O orador, advertindo que o Algarve tem uma “identidade ameaçada” porque o seu nível cultural foi sempre “muito baixo”, lembrou que “só sabendo quem somos, poderemos construir o futuro”.
A mesma opinião manifestou Guilherme de Oliveira Martins no II painel do fórum. Não obstante um imprevisto de última hora que o impediu de estar presente, o presidente do Centro Nacional de Cultura não quis deixar participar e, através de uma mensagem gravada, insurgiu-se contra uma sociedade “amnésica” que “precisa saber lidar com a memória” para “saber de onde vem e para onde vai”. “Memória exige equilíbrio entre recordação, evitando o ressentimento”, referiu.
Em relação com memória, Oliveira Martins enumerou ainda os conceitos de “património” e “herança”. “Património material e imaterial” e herança como “algo que corresponde à tradição, transmissão”, complementou, lembrando que “uma geração transmite à outra o que de mais importante tem”.
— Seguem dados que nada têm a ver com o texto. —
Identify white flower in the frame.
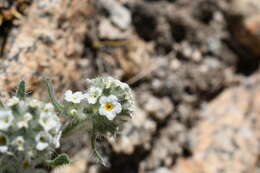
[29,99,41,108]
[65,90,84,103]
[39,112,60,132]
[12,136,24,151]
[70,109,78,116]
[17,112,32,129]
[84,87,102,104]
[35,131,51,151]
[0,133,8,153]
[0,111,14,130]
[7,97,20,106]
[53,131,61,148]
[43,103,54,112]
[99,95,122,120]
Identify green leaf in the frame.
[46,153,73,167]
[91,133,110,167]
[16,80,25,100]
[45,78,65,114]
[34,169,47,173]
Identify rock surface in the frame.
[173,75,260,173]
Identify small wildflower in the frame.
[17,112,32,129]
[70,109,78,115]
[43,103,54,112]
[30,99,41,108]
[99,95,122,120]
[0,110,14,130]
[85,87,102,104]
[65,90,84,103]
[35,131,51,151]
[39,112,60,132]
[12,136,24,151]
[7,97,20,107]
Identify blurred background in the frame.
[0,0,260,173]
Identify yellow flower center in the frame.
[23,160,32,168]
[105,103,114,111]
[0,136,7,146]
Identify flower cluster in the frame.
[64,77,135,132]
[0,97,61,172]
[47,77,135,165]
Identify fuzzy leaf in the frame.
[91,134,110,167]
[45,78,65,114]
[16,80,25,99]
[47,153,73,167]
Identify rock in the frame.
[227,0,260,56]
[109,108,156,154]
[98,0,131,30]
[0,0,91,96]
[98,19,131,40]
[139,119,187,170]
[173,75,260,173]
[141,94,173,120]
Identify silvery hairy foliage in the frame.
[47,77,135,166]
[0,81,62,173]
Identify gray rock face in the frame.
[173,75,260,173]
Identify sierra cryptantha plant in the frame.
[0,81,62,173]
[47,77,135,165]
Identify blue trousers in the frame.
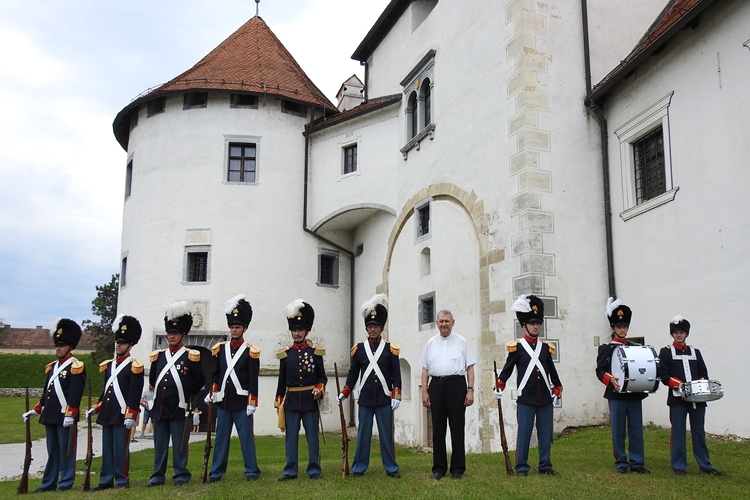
[516,403,554,472]
[284,410,322,476]
[148,420,192,484]
[609,399,646,469]
[209,408,260,479]
[669,405,714,471]
[99,425,130,486]
[352,405,398,474]
[39,424,78,490]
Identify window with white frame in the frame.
[615,92,679,220]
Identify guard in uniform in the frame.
[659,316,724,476]
[23,319,86,493]
[274,299,328,481]
[596,297,651,474]
[337,293,401,479]
[86,315,143,491]
[495,295,563,476]
[205,295,260,483]
[145,301,206,487]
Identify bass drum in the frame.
[610,345,660,393]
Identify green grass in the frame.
[0,426,750,500]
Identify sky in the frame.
[0,0,389,328]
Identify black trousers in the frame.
[427,376,467,474]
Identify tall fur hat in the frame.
[224,293,253,328]
[510,295,544,326]
[49,318,81,349]
[285,299,315,332]
[164,300,193,335]
[362,293,388,328]
[669,314,690,335]
[112,314,143,345]
[606,297,633,326]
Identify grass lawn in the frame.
[0,427,750,500]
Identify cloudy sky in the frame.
[0,0,389,327]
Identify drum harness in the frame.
[669,345,698,409]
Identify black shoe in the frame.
[539,467,560,476]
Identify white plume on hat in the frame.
[285,299,305,318]
[224,293,249,314]
[112,314,125,333]
[164,300,191,320]
[604,297,622,318]
[510,294,531,312]
[362,293,388,316]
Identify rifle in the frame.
[493,361,513,476]
[333,363,349,477]
[81,378,94,491]
[201,390,214,483]
[16,385,32,495]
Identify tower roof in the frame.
[113,16,338,147]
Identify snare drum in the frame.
[682,380,724,403]
[611,345,660,393]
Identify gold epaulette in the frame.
[388,342,401,356]
[247,342,260,359]
[130,359,143,375]
[542,340,555,356]
[70,358,83,375]
[211,341,226,356]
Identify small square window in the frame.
[146,97,167,118]
[344,144,357,174]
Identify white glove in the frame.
[23,410,39,422]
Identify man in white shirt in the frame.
[419,310,477,481]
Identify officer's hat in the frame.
[224,294,253,328]
[510,295,544,325]
[362,293,388,328]
[49,318,81,349]
[112,314,142,345]
[669,314,690,335]
[164,300,193,335]
[286,299,315,331]
[607,297,633,326]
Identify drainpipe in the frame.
[302,108,355,427]
[581,0,617,297]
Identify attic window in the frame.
[281,99,307,117]
[146,97,167,118]
[229,94,258,109]
[182,92,208,109]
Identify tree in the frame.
[83,274,120,363]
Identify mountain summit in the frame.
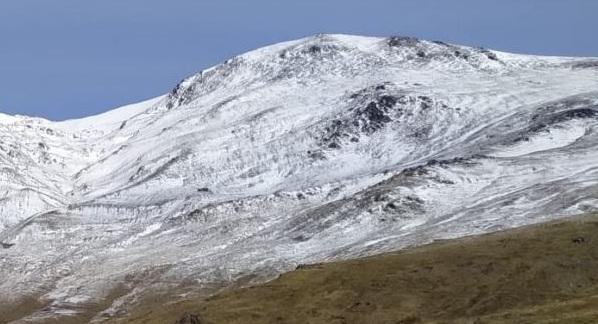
[0,35,598,321]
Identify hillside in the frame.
[0,35,598,323]
[124,215,598,324]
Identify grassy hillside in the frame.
[120,215,598,324]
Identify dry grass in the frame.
[0,215,598,324]
[117,216,598,324]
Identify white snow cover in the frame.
[0,35,598,322]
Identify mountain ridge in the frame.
[0,35,598,320]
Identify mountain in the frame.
[0,35,598,321]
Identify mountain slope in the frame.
[120,215,598,324]
[0,35,598,320]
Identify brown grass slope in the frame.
[118,215,598,324]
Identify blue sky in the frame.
[0,0,598,120]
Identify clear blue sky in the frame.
[0,0,598,120]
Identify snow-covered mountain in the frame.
[0,35,598,321]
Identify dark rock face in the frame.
[174,314,202,324]
[388,36,420,47]
[572,60,598,69]
[316,83,448,151]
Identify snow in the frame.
[0,35,598,320]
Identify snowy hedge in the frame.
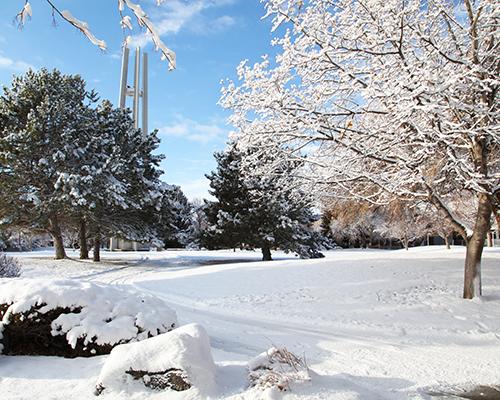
[248,347,311,392]
[95,324,216,398]
[0,253,21,278]
[0,279,177,357]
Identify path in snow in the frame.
[0,247,500,399]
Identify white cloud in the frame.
[130,0,236,47]
[176,178,214,201]
[0,54,36,72]
[158,116,228,143]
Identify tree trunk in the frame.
[262,245,273,261]
[49,214,66,260]
[464,194,492,299]
[78,218,89,260]
[443,235,451,250]
[92,231,101,262]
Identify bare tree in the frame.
[221,0,500,299]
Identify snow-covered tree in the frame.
[205,144,328,260]
[376,200,430,250]
[0,252,21,278]
[322,200,383,247]
[0,70,92,258]
[0,70,162,261]
[158,185,195,247]
[67,101,163,261]
[221,0,500,298]
[15,0,175,69]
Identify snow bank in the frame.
[0,279,177,349]
[96,324,216,394]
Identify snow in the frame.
[98,324,216,398]
[0,246,500,400]
[0,278,177,348]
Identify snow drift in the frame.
[96,324,216,394]
[0,279,177,357]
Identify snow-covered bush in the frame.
[0,253,21,278]
[0,279,177,357]
[95,324,215,398]
[248,347,311,391]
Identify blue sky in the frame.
[0,0,272,199]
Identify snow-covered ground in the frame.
[0,247,500,400]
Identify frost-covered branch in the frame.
[15,0,176,70]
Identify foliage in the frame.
[221,0,500,298]
[204,144,328,259]
[0,253,21,278]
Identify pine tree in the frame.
[158,185,195,248]
[0,69,94,259]
[204,144,328,261]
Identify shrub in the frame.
[0,253,21,278]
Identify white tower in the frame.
[119,46,148,132]
[109,46,148,251]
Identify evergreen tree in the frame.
[0,69,95,259]
[0,70,162,261]
[204,144,328,260]
[158,185,194,248]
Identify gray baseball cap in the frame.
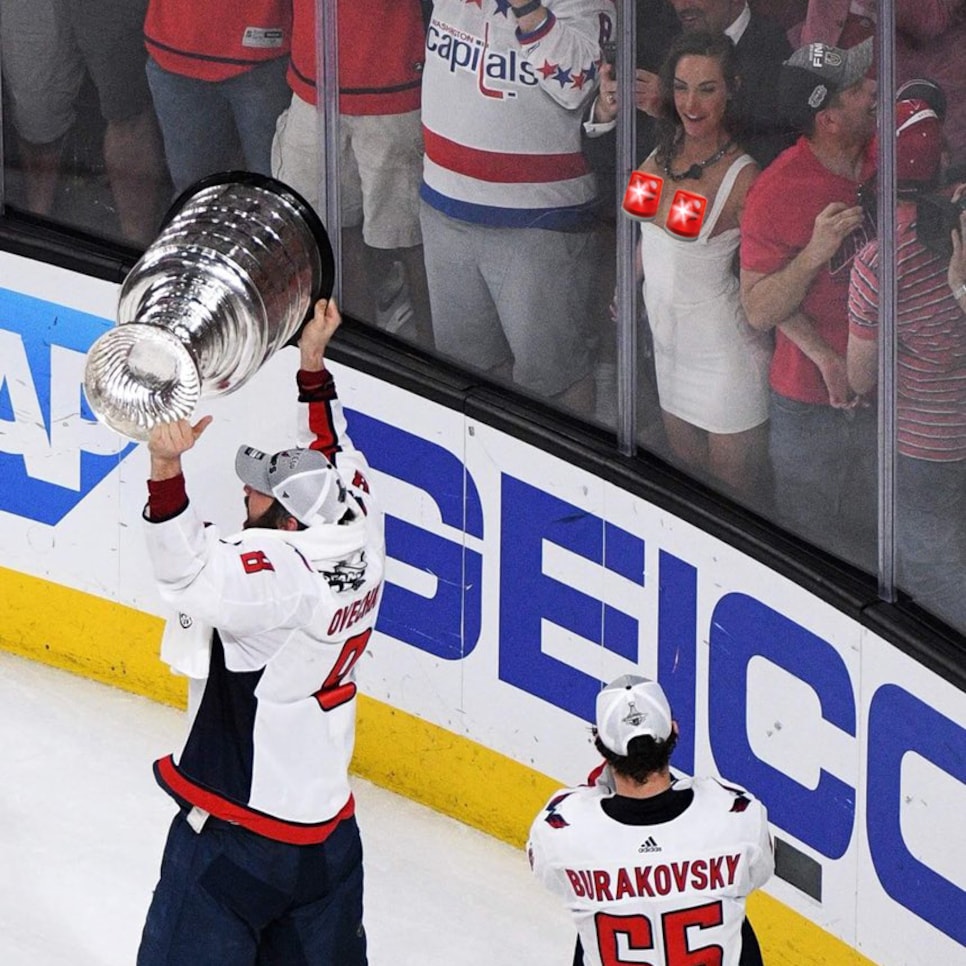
[781,37,873,114]
[235,446,347,527]
[597,674,671,755]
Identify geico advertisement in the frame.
[0,258,966,964]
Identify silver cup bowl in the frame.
[84,172,335,440]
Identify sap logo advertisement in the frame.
[0,276,966,964]
[0,289,134,526]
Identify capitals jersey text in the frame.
[422,0,614,231]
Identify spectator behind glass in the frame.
[896,0,966,183]
[272,0,432,346]
[847,100,966,630]
[741,40,876,571]
[583,0,681,432]
[588,0,792,167]
[671,0,792,167]
[421,0,614,415]
[0,0,165,246]
[789,0,966,180]
[144,0,292,193]
[640,31,771,503]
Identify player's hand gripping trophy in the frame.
[84,172,335,440]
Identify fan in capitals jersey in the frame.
[138,301,385,966]
[528,675,774,966]
[422,0,614,231]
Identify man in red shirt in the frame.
[741,39,876,569]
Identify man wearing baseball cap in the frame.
[741,38,876,570]
[137,301,385,966]
[527,674,775,966]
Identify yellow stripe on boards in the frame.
[0,567,875,966]
[0,567,187,707]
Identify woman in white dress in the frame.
[639,32,771,502]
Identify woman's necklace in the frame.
[664,141,735,181]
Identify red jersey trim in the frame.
[145,473,188,523]
[423,125,590,184]
[154,755,356,845]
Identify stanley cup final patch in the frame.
[242,27,285,50]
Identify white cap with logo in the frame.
[597,674,671,756]
[235,446,348,527]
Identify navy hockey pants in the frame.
[137,811,367,966]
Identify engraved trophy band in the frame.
[84,172,335,440]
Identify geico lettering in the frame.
[328,584,382,636]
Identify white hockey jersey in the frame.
[145,370,385,844]
[528,778,774,966]
[422,0,615,230]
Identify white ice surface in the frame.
[0,652,574,966]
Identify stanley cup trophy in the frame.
[84,172,335,440]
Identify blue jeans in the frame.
[896,456,966,631]
[137,811,367,966]
[146,57,292,194]
[769,392,878,573]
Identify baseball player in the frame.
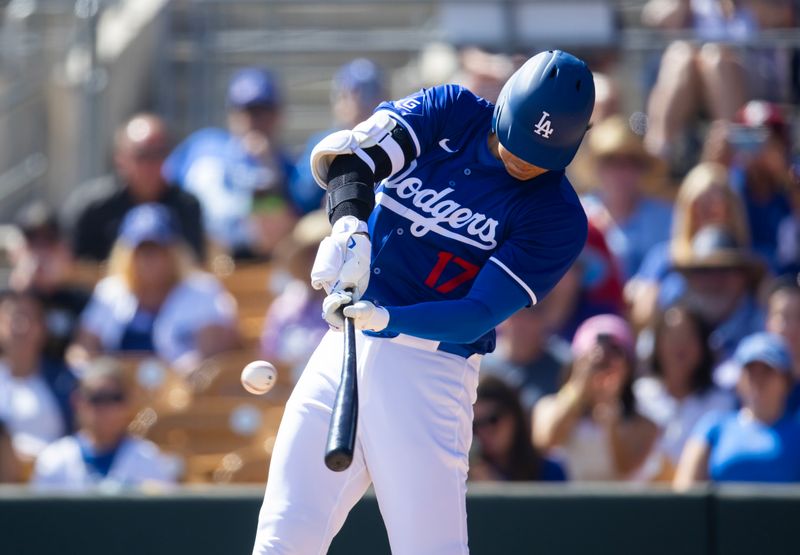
[254,50,594,555]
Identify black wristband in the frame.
[328,154,375,223]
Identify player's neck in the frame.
[486,133,502,162]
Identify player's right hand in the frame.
[311,216,372,301]
[322,291,353,331]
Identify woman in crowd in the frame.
[0,291,76,460]
[533,314,658,480]
[469,376,565,482]
[633,305,734,479]
[261,210,331,381]
[31,357,177,490]
[72,204,239,371]
[767,274,800,415]
[625,162,750,327]
[0,420,21,484]
[674,332,800,490]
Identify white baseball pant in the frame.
[253,332,481,555]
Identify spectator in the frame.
[469,376,566,482]
[456,46,517,103]
[538,221,625,341]
[0,291,75,459]
[31,358,177,491]
[625,162,750,327]
[63,114,205,262]
[73,204,238,371]
[633,306,734,479]
[767,275,800,413]
[292,58,385,213]
[9,202,89,361]
[261,210,331,381]
[533,314,658,480]
[675,226,764,378]
[776,161,800,274]
[727,101,792,269]
[0,421,22,484]
[481,306,570,415]
[567,70,622,195]
[163,68,296,258]
[642,0,794,166]
[583,116,672,280]
[674,332,800,489]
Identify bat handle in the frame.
[325,318,358,472]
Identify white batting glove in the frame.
[322,291,353,331]
[343,301,389,331]
[322,291,389,331]
[311,216,372,300]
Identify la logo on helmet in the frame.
[533,111,555,139]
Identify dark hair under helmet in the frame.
[492,50,594,170]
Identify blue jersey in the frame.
[364,85,587,353]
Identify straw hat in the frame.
[673,226,765,278]
[588,115,655,165]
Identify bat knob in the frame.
[325,449,353,472]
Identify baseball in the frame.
[242,360,278,395]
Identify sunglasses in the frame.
[472,412,503,431]
[83,391,127,407]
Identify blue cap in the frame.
[492,50,594,170]
[119,203,178,248]
[733,332,792,374]
[333,58,383,102]
[228,67,280,108]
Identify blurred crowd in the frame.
[0,0,800,489]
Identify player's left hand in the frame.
[343,301,389,331]
[322,291,389,331]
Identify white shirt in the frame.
[0,362,67,457]
[31,436,179,491]
[633,377,734,465]
[81,272,236,363]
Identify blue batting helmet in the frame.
[492,50,594,170]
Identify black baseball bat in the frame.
[325,312,358,472]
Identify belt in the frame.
[386,333,482,359]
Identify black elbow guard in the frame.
[328,154,375,223]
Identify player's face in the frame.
[497,142,547,181]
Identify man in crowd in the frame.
[292,58,385,212]
[31,358,177,490]
[9,202,89,361]
[163,68,298,258]
[64,114,205,262]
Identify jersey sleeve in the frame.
[375,85,491,160]
[489,179,588,306]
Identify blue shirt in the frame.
[692,411,800,483]
[731,168,792,269]
[364,85,587,352]
[162,128,294,248]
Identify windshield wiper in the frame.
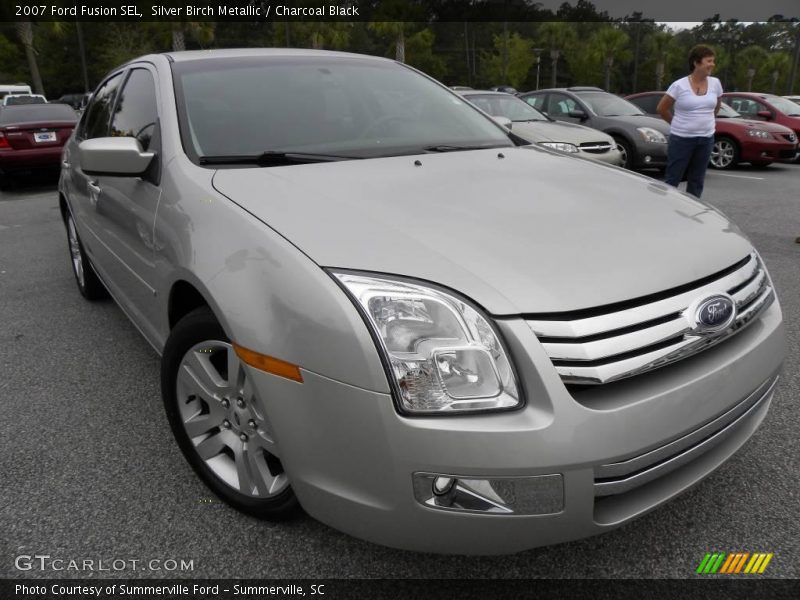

O orador defendeu a necessidade de “cultivar uma identidade aberta” em “diálogo, relação, abertura, e respeito mútuo” e de “usar a cultura contra a crise”. “Só uma sociedade que assume a cultura como criação, pode encontrar os meios para superar a crise em que se encontra”, afirmou, apontando a “capacidade criadora” contra a “especulação do imediatismo”, considerando que ser preciso “contrapor o cuidar a largo prazo”. “A cultura criadora, a capacidade de inovar e de transformar, pondo as pessoas no centro, é caminho para superarmos a crise”, complementou, apontando à “reciprocidade” porque “a cultura empobrece-se se não recebe”. “O outro é a outra metade de mim mesmo. Somos responsáveis uns perante os outros”, finalizou.
Pedro Ferré, docente de literatura, quis “falar desta inutilidade que é a cultura”, para considerar que a mesma “não passa de algo que, por pudor, não se omite”, pese embora seja “tão necessária quanto outras coisas consideradas úteis”.
O orador retomou a “tensão entre presente e tradição”, denunciada por Bento XVI em Portugal e já antes apontada pelo padre Carlos de Aquino, considerando que a mesma se exprime na “crise da verdade” e concordou com Oliveira Martins quando aludiu à necessidade de recentrar o homem na sociedade. “Esquecemo-nos do grande passo dado pelo Humanismo e o homem foi posto à margem”, lamentou, sublinhando a urgência de “conhecermo-nos a nós próprios, conhecendo o homem”.
Por fim, pediu à Igreja que recupere a sua “sólida tradição de cultura”. “A Igreja também se está a esquecer do papel grandioso que ainda tem na tradição da cultura”, disse.
Elisabete Rodrigues, jornalista, reforçou a ideia de que o Algarve é “feito de interculturalidade”, criada pelos não algarvios que cá vivem e pelos turistas que nos visitam, sejam portugueses ou estrangeiros. “Temos uma identidade, que não é estática, composta de muitas facetas e isso faz com que sejamos algo que se distingue no resto do país”, constatou, lembrando que há “caraterísticas muito próprias” que “nos definem e que são muito importantes”.